The Ebola epidemic joins a growing list of damage caused by deforestation in the world. "Deforestation causes enormous damage," says Prof. Uri Shains from the Department of Biology and Environment at the University of Haifa-Oranim. Deforestation causes the loss of many species, which disappear when their habitat disappears: approx. 80 percent of terrestrial species on Earth live in forests. The absence of trees to hold the ground often causessoil erosion. In addition, the drift also damages the water sources and may pollute them. "Deforestation causes floods, on a large scale it also causes a change in rainfall regimes, and of course it may cause a decrease in carbon sequestration", says Shanes. That is, the disappearance of the trees, which use carbon dioxide for their growth and survival, reduces the ability of the forests to absorb carbon dioxide from the atmosphere, thus indirectly causing an increase in the concentration of this greenhouse gas in the air and worsening the phenomenon of global warming.

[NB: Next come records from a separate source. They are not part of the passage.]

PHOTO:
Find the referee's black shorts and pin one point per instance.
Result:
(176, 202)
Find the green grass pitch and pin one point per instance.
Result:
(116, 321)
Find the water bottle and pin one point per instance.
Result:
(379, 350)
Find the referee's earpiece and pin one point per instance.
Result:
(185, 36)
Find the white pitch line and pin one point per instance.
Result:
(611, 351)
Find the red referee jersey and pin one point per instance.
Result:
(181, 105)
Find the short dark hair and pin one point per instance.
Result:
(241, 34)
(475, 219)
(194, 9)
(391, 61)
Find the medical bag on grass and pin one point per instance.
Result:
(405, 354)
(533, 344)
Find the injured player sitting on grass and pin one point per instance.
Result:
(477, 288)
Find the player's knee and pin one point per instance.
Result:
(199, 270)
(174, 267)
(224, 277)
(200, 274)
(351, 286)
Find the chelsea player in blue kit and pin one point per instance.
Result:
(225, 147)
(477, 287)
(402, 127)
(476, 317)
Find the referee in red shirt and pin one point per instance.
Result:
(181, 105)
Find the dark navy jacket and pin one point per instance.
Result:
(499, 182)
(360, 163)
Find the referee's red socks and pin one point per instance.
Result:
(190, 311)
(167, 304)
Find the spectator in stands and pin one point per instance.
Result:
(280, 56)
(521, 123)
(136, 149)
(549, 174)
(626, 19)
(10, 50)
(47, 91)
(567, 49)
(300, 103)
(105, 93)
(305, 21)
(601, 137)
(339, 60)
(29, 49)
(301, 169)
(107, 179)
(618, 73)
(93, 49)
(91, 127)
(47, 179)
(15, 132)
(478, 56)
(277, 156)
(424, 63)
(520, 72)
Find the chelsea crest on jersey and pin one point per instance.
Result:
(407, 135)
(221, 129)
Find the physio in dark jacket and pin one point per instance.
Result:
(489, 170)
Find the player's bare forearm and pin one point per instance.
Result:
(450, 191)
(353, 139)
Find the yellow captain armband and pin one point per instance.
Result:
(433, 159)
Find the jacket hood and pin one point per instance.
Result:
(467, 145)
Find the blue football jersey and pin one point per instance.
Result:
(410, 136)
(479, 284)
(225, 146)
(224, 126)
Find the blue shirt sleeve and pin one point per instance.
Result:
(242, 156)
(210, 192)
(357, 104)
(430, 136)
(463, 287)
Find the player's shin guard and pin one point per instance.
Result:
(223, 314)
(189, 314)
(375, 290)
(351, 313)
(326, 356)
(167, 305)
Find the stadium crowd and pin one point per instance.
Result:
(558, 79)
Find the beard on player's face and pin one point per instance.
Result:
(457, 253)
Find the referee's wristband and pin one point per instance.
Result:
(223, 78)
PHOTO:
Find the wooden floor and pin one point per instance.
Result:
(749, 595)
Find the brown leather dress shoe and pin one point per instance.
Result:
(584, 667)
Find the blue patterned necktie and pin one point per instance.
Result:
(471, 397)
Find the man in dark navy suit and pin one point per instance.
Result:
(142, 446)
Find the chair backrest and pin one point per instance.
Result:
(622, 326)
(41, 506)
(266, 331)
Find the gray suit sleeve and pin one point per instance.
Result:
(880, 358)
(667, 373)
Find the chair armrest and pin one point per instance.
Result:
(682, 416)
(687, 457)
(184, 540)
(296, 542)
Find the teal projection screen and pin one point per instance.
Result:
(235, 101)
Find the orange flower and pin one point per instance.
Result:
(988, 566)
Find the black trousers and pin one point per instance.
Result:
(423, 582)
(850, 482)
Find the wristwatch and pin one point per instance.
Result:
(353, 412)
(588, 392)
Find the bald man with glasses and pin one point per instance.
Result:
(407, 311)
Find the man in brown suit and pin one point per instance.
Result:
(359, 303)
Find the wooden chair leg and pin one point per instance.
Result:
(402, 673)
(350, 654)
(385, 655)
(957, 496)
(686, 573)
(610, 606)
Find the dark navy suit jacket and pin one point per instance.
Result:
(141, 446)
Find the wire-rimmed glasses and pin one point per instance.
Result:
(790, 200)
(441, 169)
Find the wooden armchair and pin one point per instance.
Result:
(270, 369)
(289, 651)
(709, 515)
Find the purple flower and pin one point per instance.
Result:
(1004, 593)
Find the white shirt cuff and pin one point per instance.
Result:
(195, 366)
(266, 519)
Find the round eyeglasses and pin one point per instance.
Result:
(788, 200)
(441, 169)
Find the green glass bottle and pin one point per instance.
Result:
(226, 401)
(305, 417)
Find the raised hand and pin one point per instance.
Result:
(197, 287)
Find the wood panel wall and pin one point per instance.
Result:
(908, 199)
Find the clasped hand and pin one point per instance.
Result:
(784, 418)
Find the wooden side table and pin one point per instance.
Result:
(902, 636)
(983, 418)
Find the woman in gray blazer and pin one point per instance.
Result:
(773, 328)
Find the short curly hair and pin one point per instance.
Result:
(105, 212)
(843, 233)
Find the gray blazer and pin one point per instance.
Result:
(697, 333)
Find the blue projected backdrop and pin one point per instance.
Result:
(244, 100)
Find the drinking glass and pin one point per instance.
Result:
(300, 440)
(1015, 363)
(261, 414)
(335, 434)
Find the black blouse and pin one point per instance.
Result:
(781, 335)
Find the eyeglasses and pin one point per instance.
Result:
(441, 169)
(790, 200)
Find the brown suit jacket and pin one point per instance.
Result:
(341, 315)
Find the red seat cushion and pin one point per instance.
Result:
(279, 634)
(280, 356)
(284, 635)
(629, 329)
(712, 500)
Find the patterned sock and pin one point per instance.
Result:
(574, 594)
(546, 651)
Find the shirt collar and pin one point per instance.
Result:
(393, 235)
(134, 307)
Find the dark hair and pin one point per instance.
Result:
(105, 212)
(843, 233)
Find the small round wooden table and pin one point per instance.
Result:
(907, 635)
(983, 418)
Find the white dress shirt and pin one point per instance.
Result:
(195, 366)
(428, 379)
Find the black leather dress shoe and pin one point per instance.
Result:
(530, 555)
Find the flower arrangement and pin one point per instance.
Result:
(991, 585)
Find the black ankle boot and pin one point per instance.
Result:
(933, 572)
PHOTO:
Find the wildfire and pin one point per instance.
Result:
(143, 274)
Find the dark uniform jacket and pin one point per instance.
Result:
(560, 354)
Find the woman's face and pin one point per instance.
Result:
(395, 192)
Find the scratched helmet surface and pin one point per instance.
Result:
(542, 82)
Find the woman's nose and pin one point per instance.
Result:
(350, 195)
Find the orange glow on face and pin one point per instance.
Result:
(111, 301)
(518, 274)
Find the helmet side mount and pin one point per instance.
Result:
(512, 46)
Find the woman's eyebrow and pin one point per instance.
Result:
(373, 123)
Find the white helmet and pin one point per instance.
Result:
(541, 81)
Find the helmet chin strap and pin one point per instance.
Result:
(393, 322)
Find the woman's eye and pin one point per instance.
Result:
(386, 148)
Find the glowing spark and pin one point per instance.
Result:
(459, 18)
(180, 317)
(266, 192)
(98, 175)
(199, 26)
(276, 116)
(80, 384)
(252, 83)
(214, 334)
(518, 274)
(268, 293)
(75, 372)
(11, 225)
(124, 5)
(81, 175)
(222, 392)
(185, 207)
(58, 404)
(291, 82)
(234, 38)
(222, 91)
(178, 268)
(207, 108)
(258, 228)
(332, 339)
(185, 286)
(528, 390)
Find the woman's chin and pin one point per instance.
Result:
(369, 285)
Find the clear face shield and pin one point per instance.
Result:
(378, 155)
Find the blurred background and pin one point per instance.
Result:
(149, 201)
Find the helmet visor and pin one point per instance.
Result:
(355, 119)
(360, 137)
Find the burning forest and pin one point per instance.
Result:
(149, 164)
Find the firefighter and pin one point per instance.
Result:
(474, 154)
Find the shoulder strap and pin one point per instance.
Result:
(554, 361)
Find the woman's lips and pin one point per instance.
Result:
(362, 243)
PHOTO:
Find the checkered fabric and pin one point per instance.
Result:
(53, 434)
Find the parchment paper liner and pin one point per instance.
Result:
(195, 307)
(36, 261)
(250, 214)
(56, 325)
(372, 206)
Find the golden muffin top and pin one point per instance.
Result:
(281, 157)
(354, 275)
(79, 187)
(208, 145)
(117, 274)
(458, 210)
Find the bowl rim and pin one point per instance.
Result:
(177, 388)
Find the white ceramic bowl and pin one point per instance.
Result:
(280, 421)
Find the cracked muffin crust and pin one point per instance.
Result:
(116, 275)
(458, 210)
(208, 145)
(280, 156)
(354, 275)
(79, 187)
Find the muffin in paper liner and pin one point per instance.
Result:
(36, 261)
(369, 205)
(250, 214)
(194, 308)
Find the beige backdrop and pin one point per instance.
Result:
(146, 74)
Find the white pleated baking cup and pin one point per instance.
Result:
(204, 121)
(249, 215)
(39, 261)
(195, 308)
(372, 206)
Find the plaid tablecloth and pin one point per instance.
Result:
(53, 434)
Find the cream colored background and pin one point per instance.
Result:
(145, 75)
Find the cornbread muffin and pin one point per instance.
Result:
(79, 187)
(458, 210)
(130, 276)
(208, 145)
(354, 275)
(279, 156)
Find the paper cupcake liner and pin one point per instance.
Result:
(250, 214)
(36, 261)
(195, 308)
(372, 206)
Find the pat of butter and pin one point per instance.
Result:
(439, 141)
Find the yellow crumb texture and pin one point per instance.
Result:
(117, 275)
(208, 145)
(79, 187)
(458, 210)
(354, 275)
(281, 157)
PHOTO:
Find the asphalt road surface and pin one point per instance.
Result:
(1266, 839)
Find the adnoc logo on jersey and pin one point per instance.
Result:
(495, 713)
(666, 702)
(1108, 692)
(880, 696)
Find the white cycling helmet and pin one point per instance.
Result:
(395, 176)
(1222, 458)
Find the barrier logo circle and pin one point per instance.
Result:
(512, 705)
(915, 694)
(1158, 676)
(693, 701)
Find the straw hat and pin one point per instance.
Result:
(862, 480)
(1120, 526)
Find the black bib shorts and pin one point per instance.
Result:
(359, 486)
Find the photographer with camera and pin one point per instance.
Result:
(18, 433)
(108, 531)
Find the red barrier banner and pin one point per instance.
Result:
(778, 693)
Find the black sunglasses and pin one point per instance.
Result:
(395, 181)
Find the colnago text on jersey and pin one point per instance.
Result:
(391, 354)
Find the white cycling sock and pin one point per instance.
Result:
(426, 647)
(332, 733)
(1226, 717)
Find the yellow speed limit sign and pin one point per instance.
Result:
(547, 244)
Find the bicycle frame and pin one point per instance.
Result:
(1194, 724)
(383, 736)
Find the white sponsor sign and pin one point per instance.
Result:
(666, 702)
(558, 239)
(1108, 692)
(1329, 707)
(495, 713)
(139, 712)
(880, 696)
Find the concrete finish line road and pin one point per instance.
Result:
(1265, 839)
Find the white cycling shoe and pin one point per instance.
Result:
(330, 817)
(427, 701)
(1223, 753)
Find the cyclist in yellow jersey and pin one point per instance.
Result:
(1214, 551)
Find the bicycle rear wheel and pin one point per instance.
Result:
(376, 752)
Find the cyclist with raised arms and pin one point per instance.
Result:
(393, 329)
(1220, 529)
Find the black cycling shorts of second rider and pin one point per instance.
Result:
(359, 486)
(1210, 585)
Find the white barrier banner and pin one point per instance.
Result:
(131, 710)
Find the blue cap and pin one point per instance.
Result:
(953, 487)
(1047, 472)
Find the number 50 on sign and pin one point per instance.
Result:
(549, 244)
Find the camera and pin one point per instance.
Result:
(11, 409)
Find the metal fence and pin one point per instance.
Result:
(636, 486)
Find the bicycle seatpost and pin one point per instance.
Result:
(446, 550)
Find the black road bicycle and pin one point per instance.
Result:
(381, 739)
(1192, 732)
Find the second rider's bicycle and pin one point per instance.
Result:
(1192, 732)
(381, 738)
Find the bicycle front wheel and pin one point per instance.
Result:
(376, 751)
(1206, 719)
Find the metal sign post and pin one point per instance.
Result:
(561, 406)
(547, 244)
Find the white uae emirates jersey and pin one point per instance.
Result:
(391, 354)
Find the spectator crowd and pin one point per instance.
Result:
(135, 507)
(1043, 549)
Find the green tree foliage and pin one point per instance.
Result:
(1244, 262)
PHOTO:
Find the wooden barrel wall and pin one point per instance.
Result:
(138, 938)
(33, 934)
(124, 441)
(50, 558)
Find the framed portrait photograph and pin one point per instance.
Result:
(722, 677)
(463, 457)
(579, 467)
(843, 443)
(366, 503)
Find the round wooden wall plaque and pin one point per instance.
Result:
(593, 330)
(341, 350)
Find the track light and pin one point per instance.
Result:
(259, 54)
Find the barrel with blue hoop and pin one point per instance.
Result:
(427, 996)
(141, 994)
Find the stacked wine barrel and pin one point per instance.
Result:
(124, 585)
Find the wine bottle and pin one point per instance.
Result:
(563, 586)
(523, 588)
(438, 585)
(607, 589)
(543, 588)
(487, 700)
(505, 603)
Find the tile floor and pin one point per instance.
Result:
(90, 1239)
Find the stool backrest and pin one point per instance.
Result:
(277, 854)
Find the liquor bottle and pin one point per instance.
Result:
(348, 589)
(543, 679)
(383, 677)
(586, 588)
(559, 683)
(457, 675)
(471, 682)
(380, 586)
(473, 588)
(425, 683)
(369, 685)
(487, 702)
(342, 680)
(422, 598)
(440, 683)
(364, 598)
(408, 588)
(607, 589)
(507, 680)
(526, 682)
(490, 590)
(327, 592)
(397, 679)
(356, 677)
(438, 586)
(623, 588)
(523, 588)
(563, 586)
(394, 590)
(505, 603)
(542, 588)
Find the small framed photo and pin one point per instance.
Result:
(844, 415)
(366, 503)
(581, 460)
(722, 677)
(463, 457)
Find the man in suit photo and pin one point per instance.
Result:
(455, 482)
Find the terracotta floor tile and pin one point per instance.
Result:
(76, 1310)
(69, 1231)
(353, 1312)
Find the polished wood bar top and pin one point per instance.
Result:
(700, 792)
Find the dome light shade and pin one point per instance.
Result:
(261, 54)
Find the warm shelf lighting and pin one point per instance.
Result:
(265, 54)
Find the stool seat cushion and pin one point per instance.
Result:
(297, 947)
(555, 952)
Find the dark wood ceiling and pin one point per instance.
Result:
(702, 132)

The main reason for deforestation is the need for land for agriculture. Many forest areas are cleared in West Africa, in order to grow palm trees on their lands for the production of oil and cocoa trees. Therefore, when talking about stopping deforestation, it is impossible to ignore the populations that depend on agriculture for their survival. "The main thing is to find types of agriculture for which there is no need to create forests, to make agriculture more efficient and to be more efficient on the same lands that already exist," concludes Shanes. "It should be clear today that the world must find any way to stop deforestation, because we are deteriorating to places we cannot get out of."